GraphQL Unauthenticated Mutation Detected
Description
This vulnerability occurs when a GraphQL API endpoint allows mutation operations to execute without requiring authentication. Mutations are GraphQL operations designed to modify server-side data, such as creating, updating, or deleting records. When these operations can be performed by unauthenticated users, attackers can manipulate application data without proving their identity. This represents a critical security gap, as mutations should be protected to ensure only authorized users can make changes to your system.
Remediation
Implement authentication and authorization controls for all GraphQL mutations using the following approach:
1. Require Authentication for All Mutations:
Ensure every mutation validates user authentication before execution.
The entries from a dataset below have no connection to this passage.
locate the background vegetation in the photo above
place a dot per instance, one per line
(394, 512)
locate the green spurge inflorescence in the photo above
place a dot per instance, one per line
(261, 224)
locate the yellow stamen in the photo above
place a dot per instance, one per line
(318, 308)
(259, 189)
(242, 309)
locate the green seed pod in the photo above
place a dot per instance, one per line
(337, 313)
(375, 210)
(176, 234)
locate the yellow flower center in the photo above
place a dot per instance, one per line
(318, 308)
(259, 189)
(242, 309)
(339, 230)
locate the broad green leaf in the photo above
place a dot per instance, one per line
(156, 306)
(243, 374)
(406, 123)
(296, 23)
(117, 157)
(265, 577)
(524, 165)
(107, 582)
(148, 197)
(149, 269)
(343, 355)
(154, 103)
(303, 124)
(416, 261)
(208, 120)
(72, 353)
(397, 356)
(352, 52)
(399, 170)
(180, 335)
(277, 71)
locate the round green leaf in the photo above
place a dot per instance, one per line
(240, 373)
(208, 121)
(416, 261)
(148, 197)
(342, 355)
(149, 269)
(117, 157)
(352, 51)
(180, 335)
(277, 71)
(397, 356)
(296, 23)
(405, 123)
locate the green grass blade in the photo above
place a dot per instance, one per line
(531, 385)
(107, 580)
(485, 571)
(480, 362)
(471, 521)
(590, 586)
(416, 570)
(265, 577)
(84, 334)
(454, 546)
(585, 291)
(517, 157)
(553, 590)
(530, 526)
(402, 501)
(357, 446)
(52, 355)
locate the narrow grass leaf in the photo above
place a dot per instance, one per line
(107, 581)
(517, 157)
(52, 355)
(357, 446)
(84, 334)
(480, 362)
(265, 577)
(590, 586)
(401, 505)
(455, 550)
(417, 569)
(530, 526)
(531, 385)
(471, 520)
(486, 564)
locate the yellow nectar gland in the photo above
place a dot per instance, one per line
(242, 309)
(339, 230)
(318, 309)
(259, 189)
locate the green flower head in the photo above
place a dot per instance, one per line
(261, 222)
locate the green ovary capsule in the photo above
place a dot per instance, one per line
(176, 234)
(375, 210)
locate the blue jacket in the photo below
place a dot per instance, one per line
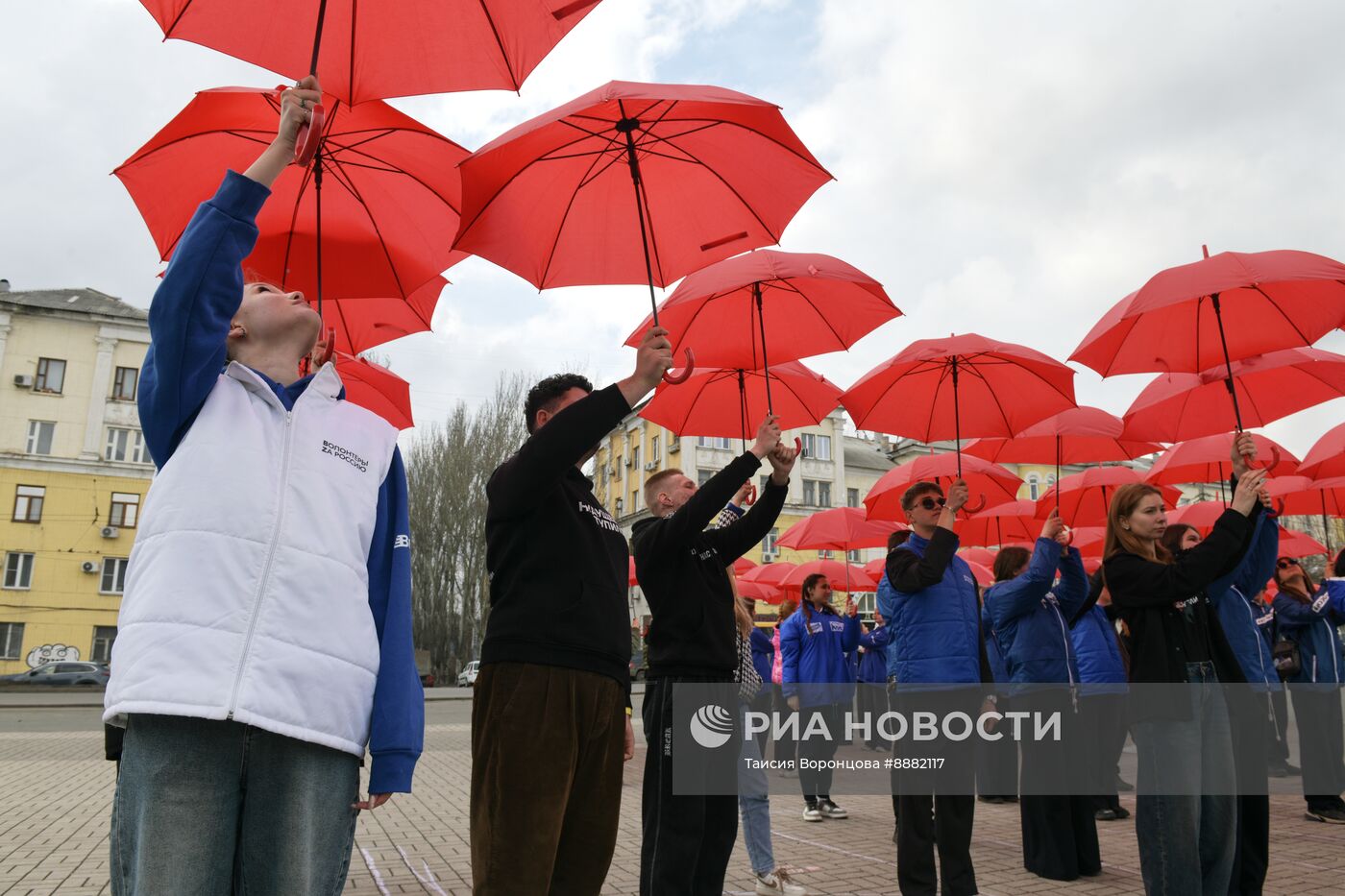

Implement middleware or resolver-level checks:
// Example: Node.js with Apollo Server
const resolvers = {
Mutation: {
updateUser: async (parent, args, context) => {
// Verify authentication
if (!context.user) {
throw new AuthenticationError('You must be logged in');
}
// Proceed with mutation
return updateUserInDatabase(args);
}
}
};2. Implement Role-Based Access Control (RBAC):
Apply granular permissions to restrict mutations based on user roles:
// Example: Role-based authorization
if (!context.user.hasPermission('UPDATE_USER')) {
throw new ForbiddenError('Insufficient permissions');
}3. Use Authentication Middleware:
Apply authentication checks globally to all mutation operations rather than implementing them individually.
4. Validate Tokens and Sessions:
Verify JWT tokens, session cookies, or API keys on every request and ensure they haven't expired or been revoked.
5. Regular Security Audits:
Periodically review your GraphQL schema to identify any mutations that may lack proper authentication or authorization controls.